Work with RDF-related concepts, datasets, and files in Go.
- Decode TriG, N-Quads, XML, JSON-LD, HTML, and other RDF-based sources.
- Use blank nodes, literals, triples, quads, iterators and other RDF primitives.
- Reference IRI constants from
rdf,owl,xsd, and custom vocabularies. - Expand, compact, and parse IRI prefixes and CURIEs.
- Canonicalize datasets with RDFC-1.0.
Refer to the code's documentation (pkg.go.dev). Below are a few packages to get started with...

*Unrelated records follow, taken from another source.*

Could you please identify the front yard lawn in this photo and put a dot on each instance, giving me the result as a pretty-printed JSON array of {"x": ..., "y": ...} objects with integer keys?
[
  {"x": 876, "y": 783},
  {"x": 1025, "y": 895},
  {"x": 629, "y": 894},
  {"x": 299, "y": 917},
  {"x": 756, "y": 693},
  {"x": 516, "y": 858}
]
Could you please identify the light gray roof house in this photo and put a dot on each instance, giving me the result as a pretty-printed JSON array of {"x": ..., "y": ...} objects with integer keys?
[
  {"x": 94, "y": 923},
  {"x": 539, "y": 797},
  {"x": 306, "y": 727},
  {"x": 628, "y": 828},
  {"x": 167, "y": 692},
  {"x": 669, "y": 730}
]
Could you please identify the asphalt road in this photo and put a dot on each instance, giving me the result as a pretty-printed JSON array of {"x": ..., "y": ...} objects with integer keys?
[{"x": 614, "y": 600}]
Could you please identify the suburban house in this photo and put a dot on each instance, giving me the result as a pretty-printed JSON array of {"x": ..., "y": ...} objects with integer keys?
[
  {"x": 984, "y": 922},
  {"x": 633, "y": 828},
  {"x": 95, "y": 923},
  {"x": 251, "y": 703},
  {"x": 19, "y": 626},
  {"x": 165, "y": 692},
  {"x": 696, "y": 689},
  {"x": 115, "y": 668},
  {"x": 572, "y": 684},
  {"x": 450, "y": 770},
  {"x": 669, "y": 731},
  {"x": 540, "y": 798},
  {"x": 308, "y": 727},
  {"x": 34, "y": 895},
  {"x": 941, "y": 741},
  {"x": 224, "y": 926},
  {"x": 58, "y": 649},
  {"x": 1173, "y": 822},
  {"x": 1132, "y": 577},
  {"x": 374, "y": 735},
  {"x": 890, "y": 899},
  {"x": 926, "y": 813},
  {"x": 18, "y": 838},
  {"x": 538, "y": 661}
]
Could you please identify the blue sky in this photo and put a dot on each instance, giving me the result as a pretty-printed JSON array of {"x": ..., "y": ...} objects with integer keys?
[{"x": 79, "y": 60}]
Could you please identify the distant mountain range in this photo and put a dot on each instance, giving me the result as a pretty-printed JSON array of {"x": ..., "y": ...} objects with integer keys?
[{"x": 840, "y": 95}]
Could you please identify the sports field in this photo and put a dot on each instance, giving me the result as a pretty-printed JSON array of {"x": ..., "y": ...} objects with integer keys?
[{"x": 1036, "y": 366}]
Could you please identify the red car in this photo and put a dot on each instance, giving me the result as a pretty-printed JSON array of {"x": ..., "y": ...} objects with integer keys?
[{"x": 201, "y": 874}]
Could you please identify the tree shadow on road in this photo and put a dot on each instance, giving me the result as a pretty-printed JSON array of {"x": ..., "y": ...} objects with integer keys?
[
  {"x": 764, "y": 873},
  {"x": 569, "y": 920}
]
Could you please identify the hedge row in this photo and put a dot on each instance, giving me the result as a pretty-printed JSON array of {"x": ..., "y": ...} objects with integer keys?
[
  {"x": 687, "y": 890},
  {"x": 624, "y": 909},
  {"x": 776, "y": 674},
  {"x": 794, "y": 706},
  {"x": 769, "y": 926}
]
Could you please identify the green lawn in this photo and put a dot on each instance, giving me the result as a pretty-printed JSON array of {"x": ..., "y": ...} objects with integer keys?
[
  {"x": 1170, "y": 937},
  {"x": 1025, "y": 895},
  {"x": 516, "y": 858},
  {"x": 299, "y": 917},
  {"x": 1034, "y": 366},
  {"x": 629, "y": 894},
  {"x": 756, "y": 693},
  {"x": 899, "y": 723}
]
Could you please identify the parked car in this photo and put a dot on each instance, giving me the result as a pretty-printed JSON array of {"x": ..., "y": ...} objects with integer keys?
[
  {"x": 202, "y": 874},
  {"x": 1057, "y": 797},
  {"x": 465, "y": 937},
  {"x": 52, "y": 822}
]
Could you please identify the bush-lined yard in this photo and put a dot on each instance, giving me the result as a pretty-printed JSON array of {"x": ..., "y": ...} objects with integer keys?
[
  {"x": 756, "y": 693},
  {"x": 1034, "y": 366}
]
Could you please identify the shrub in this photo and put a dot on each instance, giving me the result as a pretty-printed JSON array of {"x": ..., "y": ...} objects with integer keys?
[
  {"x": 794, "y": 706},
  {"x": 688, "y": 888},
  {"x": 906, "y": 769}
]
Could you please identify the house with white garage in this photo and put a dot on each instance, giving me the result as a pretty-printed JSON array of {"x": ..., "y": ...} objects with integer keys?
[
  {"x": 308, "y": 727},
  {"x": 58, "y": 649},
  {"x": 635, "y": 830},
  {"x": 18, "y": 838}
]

// rdf contains primitives for statements and value types
import "github.com/dpb587/rdfkit-go/rdf"
// encoding subpackages are well-known formats with encoders/decoders
import "github.com/dpb587/rdfkit-go/encoding/nquads"
// rdfio offers simplified access to files and encodings
import "github.com/dpb587/rdfkit-go/rdfio"
// rdfcanon implements the dataset canonicalization algorithm
import "github.com/dpb587/rdfkit-go/rdfcanon"The examples submodules demonstrates some common use cases and starter snippets.
html-extract$ go run . https://microsoft.com
@base <https://www.microsoft.com/en-us> .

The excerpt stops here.